The best way to do Chinese New Year is to order in advance and get a banquet. If you can’t do that, you want to get some of the typical menu items which the Chinese New Year traditions associate with luck and money – “prosperity dumplings,” for instance, or dried oysters with black moss. Chinatown Brasserie, which I have a professional connection with, is doing great things with Joe Ng’s dumplings, as is Shanghai Tea Garden, whose chef, Tony Yip, was at Shun Lee for many years. And of course Shun Lee itself is venerable, having been doing their northern style, very fine mandarin cooking for many years. It’s more full-flavored, herbaceous, garlicky, and oniony style, as opposed to the lightness of the Cantonese style at Chinatown Brasserie.

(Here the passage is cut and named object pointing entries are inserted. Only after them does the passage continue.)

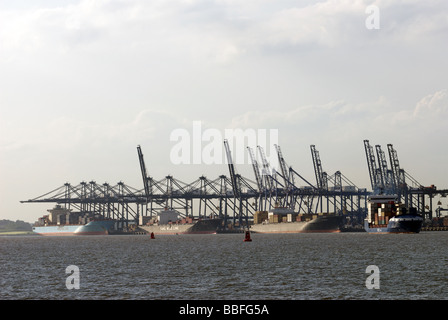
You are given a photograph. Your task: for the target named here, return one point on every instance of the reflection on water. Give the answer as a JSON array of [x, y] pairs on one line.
[[196, 267]]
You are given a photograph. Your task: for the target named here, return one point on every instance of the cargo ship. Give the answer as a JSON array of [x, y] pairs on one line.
[[63, 222], [169, 222], [386, 215], [285, 220]]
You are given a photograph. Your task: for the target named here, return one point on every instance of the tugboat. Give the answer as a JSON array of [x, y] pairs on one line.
[[387, 215]]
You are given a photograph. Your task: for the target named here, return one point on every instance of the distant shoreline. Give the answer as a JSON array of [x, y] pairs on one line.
[[17, 233]]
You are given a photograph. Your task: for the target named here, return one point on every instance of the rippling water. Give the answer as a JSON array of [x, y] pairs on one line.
[[197, 267]]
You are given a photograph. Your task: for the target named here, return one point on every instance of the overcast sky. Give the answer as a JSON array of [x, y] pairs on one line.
[[82, 83]]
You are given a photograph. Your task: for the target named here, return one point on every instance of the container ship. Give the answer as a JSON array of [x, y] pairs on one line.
[[168, 222], [285, 220], [63, 222], [386, 215]]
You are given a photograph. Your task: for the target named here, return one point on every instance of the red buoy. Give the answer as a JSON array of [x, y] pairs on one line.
[[247, 237]]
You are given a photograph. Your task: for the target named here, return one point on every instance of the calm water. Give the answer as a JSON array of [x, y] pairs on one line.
[[197, 267]]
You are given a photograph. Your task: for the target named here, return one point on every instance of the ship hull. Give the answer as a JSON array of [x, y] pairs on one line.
[[321, 224], [398, 224], [91, 228], [208, 226]]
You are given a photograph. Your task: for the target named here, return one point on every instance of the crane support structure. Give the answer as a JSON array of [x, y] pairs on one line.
[[239, 197]]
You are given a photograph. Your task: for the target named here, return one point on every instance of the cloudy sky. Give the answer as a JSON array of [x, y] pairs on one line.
[[82, 83]]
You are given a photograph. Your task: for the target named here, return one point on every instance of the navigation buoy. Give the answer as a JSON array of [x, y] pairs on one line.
[[247, 237]]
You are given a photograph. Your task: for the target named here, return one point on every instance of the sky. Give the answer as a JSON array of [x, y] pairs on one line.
[[83, 83]]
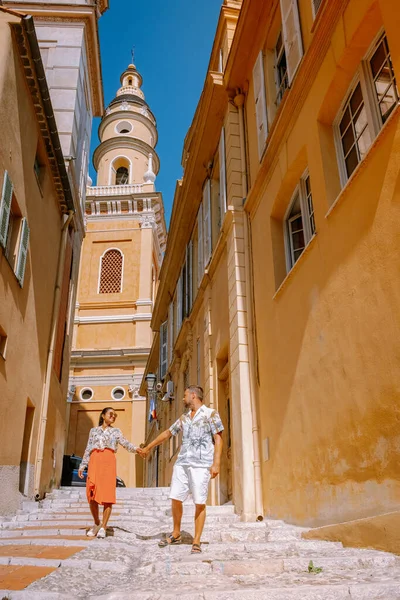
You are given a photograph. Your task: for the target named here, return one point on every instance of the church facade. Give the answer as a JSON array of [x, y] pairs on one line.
[[121, 258]]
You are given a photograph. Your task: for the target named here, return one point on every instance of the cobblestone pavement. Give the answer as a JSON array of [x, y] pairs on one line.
[[239, 561]]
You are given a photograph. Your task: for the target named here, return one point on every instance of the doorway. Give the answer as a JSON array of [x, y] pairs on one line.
[[25, 467], [224, 409]]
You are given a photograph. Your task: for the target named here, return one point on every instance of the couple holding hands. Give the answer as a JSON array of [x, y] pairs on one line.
[[198, 462]]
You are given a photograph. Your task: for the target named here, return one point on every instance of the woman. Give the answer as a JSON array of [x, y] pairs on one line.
[[102, 472]]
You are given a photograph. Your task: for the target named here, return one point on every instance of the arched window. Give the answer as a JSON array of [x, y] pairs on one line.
[[111, 270], [122, 176], [120, 171]]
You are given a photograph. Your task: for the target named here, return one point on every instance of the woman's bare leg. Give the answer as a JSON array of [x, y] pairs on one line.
[[106, 515], [94, 509]]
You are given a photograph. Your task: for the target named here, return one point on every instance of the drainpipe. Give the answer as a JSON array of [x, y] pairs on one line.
[[50, 356], [259, 507]]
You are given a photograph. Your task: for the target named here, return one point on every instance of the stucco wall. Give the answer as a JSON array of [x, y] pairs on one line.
[[328, 333]]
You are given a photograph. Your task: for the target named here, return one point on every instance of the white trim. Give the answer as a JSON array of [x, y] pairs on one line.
[[113, 318], [85, 389], [144, 302], [118, 387], [123, 121], [112, 168], [122, 272], [105, 380]]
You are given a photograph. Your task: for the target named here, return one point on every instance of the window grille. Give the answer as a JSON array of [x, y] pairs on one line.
[[111, 272]]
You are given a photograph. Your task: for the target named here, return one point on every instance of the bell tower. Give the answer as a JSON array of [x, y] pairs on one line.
[[128, 137], [121, 258]]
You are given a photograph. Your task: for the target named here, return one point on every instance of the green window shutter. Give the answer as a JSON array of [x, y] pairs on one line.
[[5, 207], [22, 252]]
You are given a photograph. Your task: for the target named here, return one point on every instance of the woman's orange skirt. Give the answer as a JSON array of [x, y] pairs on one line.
[[101, 477]]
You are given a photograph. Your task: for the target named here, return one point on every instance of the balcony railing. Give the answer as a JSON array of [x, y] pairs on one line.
[[114, 190]]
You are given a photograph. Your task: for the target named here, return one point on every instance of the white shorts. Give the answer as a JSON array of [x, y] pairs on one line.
[[192, 480]]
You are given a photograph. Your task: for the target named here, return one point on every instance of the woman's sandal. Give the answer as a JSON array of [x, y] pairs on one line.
[[173, 541]]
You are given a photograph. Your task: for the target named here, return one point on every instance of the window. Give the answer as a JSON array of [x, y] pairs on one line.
[[260, 103], [86, 394], [111, 271], [122, 176], [198, 356], [163, 349], [354, 130], [14, 231], [316, 4], [370, 101], [3, 342], [299, 222], [291, 37], [282, 79], [387, 95], [123, 127], [38, 169], [118, 393]]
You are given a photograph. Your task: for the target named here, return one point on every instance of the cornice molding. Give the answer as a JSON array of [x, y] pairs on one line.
[[125, 142], [86, 14], [112, 319]]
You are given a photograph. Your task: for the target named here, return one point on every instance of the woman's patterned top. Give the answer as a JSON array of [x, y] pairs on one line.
[[100, 439], [198, 437]]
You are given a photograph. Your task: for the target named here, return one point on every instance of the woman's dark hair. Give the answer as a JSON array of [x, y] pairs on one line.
[[103, 412]]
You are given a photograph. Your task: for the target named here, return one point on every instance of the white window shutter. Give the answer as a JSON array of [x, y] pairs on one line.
[[222, 175], [163, 349], [170, 332], [179, 304], [189, 277], [22, 252], [5, 208], [207, 221], [291, 36], [200, 261], [260, 102]]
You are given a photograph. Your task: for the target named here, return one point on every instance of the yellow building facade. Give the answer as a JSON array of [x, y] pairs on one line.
[[287, 314], [121, 257], [40, 237]]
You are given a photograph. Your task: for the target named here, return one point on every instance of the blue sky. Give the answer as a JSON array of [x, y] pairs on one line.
[[172, 43]]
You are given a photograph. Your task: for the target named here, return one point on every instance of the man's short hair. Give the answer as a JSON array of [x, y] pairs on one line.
[[196, 389]]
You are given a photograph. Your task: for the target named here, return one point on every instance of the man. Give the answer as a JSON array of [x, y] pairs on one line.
[[198, 462]]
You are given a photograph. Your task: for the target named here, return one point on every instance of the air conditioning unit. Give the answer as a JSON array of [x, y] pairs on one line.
[[170, 392]]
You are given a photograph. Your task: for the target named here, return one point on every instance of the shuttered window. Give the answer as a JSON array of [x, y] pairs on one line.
[[22, 252], [189, 279], [111, 270], [316, 4], [291, 36], [222, 176], [260, 103], [5, 208], [207, 221], [170, 332], [163, 349], [63, 310], [200, 255]]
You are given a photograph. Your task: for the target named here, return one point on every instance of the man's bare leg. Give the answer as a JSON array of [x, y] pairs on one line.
[[177, 511], [94, 509], [199, 520]]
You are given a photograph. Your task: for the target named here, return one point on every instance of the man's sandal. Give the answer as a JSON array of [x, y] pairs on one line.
[[172, 541]]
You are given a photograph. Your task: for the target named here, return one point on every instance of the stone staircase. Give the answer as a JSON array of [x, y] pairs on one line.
[[45, 554]]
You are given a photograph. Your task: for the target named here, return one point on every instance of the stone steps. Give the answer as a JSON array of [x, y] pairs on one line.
[[239, 561]]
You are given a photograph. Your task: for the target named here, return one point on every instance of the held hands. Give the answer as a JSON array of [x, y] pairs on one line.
[[214, 470], [143, 452]]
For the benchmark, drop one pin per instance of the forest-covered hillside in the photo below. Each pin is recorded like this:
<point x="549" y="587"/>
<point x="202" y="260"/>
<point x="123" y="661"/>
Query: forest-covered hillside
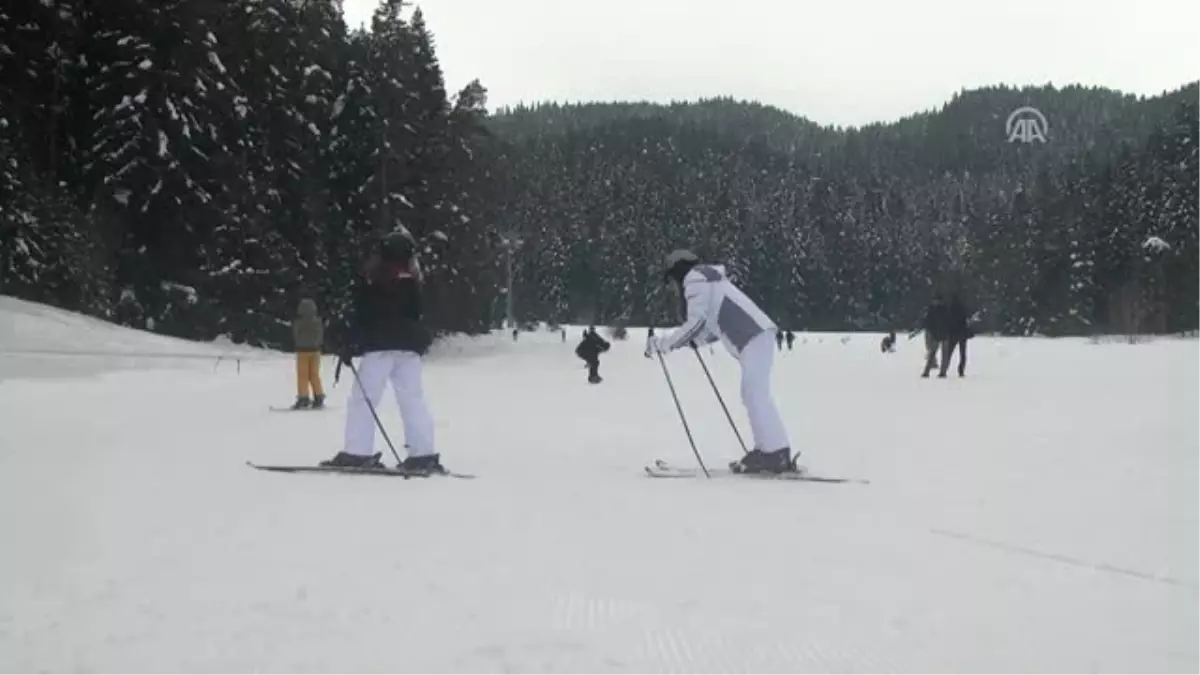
<point x="855" y="228"/>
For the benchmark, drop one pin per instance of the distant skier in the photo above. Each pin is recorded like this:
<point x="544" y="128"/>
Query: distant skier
<point x="958" y="332"/>
<point x="589" y="350"/>
<point x="936" y="327"/>
<point x="888" y="344"/>
<point x="309" y="339"/>
<point x="719" y="310"/>
<point x="385" y="332"/>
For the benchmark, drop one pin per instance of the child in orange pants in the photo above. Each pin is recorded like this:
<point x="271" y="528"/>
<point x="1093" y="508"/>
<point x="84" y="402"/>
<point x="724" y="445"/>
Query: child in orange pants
<point x="309" y="335"/>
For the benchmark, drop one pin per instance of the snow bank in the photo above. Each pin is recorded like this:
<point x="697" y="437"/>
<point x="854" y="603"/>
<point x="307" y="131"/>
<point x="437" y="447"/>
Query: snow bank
<point x="39" y="340"/>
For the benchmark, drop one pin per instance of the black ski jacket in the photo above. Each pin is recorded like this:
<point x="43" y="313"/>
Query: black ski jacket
<point x="387" y="316"/>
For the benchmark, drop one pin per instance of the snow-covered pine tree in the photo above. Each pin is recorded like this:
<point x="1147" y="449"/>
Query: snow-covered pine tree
<point x="155" y="151"/>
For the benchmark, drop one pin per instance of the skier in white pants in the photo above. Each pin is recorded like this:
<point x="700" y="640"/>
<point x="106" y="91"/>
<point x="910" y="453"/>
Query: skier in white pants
<point x="385" y="330"/>
<point x="719" y="310"/>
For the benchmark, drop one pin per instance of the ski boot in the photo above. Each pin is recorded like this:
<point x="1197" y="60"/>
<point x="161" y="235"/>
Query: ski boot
<point x="424" y="464"/>
<point x="346" y="460"/>
<point x="759" y="461"/>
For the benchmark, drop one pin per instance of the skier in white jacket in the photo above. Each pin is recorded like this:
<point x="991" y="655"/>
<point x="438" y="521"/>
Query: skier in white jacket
<point x="719" y="310"/>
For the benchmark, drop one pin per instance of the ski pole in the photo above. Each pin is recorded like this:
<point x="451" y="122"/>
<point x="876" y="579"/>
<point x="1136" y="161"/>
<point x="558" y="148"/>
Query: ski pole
<point x="373" y="413"/>
<point x="721" y="400"/>
<point x="682" y="418"/>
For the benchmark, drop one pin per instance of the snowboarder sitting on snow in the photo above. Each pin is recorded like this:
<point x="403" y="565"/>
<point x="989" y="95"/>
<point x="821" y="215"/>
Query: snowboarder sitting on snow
<point x="309" y="338"/>
<point x="387" y="334"/>
<point x="589" y="350"/>
<point x="888" y="344"/>
<point x="719" y="310"/>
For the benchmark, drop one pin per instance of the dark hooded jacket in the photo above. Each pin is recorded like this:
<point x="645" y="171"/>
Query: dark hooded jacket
<point x="307" y="329"/>
<point x="592" y="346"/>
<point x="387" y="316"/>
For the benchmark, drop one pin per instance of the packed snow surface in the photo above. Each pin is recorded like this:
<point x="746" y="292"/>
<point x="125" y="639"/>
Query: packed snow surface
<point x="1039" y="517"/>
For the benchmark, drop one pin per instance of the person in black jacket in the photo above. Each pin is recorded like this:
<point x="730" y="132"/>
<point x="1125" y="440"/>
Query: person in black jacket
<point x="387" y="335"/>
<point x="958" y="332"/>
<point x="589" y="350"/>
<point x="936" y="327"/>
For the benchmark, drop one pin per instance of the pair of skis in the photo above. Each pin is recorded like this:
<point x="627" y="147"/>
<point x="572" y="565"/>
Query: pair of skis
<point x="658" y="470"/>
<point x="661" y="469"/>
<point x="396" y="472"/>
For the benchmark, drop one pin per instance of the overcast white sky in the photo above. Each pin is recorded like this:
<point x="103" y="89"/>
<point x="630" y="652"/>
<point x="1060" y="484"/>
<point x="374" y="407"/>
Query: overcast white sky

Schoenfeld also told us about a new Hong Kong–style noodle shop at 13 Mott Street:
It’s very good; it’s a genre of Cantonese shop that specializes in fish balls and cuttlefish balls, with thin egg noodles and a very long-cooked broth with a sophisticated favor. The place is very modern and clean, too. It’s in the old Sun Luck Kee spot, which was the same restaurant for 20 years and always successful; I think this one will be too. Joe Ng from Chinatown Brasserie says it has the best noodles in Chinatown.
Having lured Joe Ng to Chinatown Brasserie from Brooklyn, Eddie must’ve perked up when he heard that — and we did too. We are hasting Mottward immediately.